04 September, 2012

Some Experiences with (X)Ubuntu 12.04.01

I really should read more carefully and take advice from those more experienced than I.  There are indeed all sorts of warnings when upgrading a Lucid Lynx to a Precise Pangolin about backing up and so on.  Well...as the system in question isn't used a whole lot (it's unstable because the processor context gets corrupt because of a quirky HyperTransport link), I thought, what the heck, just forge ahead and do it; if it breaks, it's not like you lost a whole lot.  Well, actually, I keep forgetting how long tweaking takes, especially tweaking the boot process so that WoL works and the console framebuffers are maximally sized for the video controller and font, and are initialized to green on black in the initrd really early in the boot process.  The hack that nudged me to write this post will come...please read on to the end, where I tell you about my shazam moments.

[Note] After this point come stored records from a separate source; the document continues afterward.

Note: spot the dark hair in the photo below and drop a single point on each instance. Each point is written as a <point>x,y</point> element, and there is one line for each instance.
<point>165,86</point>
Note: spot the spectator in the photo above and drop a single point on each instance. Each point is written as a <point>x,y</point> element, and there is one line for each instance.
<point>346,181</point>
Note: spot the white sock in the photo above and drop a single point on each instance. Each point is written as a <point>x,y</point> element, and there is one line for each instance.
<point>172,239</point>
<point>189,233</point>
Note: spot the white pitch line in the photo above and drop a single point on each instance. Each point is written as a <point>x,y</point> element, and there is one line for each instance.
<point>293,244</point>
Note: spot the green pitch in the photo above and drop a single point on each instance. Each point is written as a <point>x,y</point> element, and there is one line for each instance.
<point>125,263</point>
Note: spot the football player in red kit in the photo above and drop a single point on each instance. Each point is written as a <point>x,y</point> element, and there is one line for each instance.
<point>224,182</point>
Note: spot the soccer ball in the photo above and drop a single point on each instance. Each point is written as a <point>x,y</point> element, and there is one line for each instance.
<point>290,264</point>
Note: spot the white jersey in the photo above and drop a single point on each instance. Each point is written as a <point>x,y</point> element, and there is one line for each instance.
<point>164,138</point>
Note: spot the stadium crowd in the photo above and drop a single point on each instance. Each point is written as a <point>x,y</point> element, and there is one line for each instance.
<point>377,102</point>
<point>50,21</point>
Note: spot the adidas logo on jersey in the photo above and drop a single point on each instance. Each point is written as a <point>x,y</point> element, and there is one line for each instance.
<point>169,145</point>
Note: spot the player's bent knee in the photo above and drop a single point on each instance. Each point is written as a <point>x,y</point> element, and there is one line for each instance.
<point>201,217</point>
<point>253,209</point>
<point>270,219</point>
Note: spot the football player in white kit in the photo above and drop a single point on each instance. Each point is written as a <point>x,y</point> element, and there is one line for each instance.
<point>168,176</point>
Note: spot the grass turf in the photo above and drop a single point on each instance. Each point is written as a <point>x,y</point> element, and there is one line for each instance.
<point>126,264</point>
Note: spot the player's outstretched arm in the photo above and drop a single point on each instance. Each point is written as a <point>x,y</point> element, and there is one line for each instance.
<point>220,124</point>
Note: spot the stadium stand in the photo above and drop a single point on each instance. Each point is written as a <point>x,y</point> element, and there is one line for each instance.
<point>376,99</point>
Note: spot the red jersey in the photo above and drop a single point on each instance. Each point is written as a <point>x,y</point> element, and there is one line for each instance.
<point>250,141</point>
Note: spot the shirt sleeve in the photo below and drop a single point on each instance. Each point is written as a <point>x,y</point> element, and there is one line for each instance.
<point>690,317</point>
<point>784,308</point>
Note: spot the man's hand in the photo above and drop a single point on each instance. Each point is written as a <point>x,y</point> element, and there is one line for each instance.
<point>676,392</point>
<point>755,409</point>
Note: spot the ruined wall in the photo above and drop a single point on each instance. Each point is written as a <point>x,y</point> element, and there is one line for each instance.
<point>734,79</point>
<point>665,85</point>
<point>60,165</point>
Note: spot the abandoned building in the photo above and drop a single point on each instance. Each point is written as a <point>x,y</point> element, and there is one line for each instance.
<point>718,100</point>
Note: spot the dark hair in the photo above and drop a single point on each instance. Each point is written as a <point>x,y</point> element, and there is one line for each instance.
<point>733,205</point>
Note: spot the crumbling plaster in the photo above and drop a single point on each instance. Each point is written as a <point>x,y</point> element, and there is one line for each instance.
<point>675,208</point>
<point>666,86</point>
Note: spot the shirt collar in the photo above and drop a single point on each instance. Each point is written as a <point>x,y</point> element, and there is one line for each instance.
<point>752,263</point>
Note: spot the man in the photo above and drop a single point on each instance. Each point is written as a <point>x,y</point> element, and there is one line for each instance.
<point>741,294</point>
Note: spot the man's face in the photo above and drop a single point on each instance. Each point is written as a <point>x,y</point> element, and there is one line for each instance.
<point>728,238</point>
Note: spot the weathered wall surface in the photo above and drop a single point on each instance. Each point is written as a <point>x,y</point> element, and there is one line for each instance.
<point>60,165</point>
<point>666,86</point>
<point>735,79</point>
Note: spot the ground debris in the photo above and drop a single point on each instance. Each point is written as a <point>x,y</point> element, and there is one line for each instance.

Nonetheless, I forged ahead, and did an in-place upgrade.  Yeah, it looked a little scarey in that the "before blurb" said several of the packages I had installed wouldn't carry over, "but the community might support them." "Uhhhhhhhh....OK,"  I thought a little nervously.  I knew it was trouble of nearly the greatest sort when in several places it threw errors.

In a recent phone conversation with one of my friends, I heard the unfortunate news that yes, Precise does quite well, even upgrading LTS to LTS...if you have a very generic, default installation.  Vary from this in some cases just a little, and you're in for a world of hurt.  My usual setup is far from typical.  For starters, it's GPT, not the "traditional" MS-DOG (sic) partition table scheme.  I always want my bootloader and boot files on a simple, uncomplicated partition, so those are the first two (as GPT and GrUB play together to put GrUB linearly in its own, "special purpose" partition; "bios_grub" as parted puts it).  Similarly, the root filesystem gets a parition all its own, to make recovery hopefully as uncomplicated as possible, and a fsck of same fairly speedy.  Similarly, the swap and /var/log paritions are plain partitions to make things as efficient and straightforward as possible.  Everything else gets partitioned as LVM PE(s), lumped into one VG, an divvied out to /opt, /usr, /var, /var/tmp, and /home LVs with varying sizes as I think appropriate.   Putting them into LVs makes it easy to resize filesystems and reapportion from one to the other if I guessed wrong while setting up.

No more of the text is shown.